Czestochowa’s smoke-stained Virgin will later have reason to visit Kate frequently enough in sleep. But we are ahead of ourselves.
3. Before marrying Paul Kozinski, Kate worked for a film publicity company. She had met its principal, a man called Bernie Astor, at a cocktail party her father had given to representatives of the film distribution business. At it she had seen a fellow feeling easily exercised between Jim Gaffney and Bernard Astor. Bernard’s presence seemed to free Jim Gaffney to be a little loud and risqué. Her mother, Kate Gaffney née O’Brien, had worried about Bernie, about his intentions, since he had had a reputation and been recently divorced when she had first met him in the fifties, a decade when no one but libertines got divorced. Kate O’Brien’s motherly suspicion annoyed Kate Gaffney the younger—mothers who mistrusted their daughters’ talents always seemed to attribute their girl children’s small successes to intentions of lechery harbored by bosses. In fact Bernie became a good friend. He was cozily married, observed Shabbat, read widely, had the wryness to prove it, was loved in his profession, and delighted in films.
4. At the time Kate got her job with Bernie, the glamorous American word gopher had not come into common use except in businesses like Bernie’s, ones to do with the film industry. These were the terms on which Bernie employed her, as his office gopher. The word wasn’t just a pun to Kate Gaffney. It carried undertones of unsung cleverness and hidden energy. The older women in Bernie’s office, some of whom were rumored to have had affairs on tour with directors and actors, began by resenting her, misjudging her as a rich girl filling in time before marriage. It was delicious to disprove—through gophering—all their prejudice.
Kate took to profaning with the same dry, antipodean energy the others showed. She worked long hours for which Bernie did not pay her overtime. But then he and she had an unspoken agreement—he would teach her everything in return for her ill-paid but willing labor. Sometimes he would ask her to stay behind and join himself and a number of the city’s more artistically inclined lawyers and businessmen, in watching some new film from France or Czechoslovakia or Brazil, and devising means to save it from the oblivion the distributors had planned for it.

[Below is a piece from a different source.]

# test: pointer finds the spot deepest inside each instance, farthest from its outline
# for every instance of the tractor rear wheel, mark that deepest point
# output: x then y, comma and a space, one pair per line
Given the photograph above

5. Bernie’s more senior people, sometimes Bernie himself, began to give her itineraries to prepare for the startling names and faces she’d met only in her father’s darkened picture houses. She found herself deciding what time Meryl Streep or Kevin Kline, Dennis Hopper or Robert Duvall should appear on a lunchtime television show in Sydney and still be in to Melbourne in time for a rest, the premiere, the subsequent cocktail party. She decided which directors would talk at the Film and Television School, which didn’t have the time. She brought new-wave directors up from Melbourne, literate, tentative, spiky young men and women who would, within a few years, find their names in Academy Awards nominations. She got to know and respect the physical and mental duty under which soi-disant stars lived.
6. She received sexual offers from four famous men and two famous women, generally late at night after mellow, heartfelt conversations. She knew it was pride or self-esteem as much as virtue which kept her out of their arms. (There was of course the question, and she recognized it, of whether virtue and pride were the one beast.) Perhaps if she could have believed that on their return the famous, particularly the men, would call her from Los Angeles and New York and say, I cannot forget you …!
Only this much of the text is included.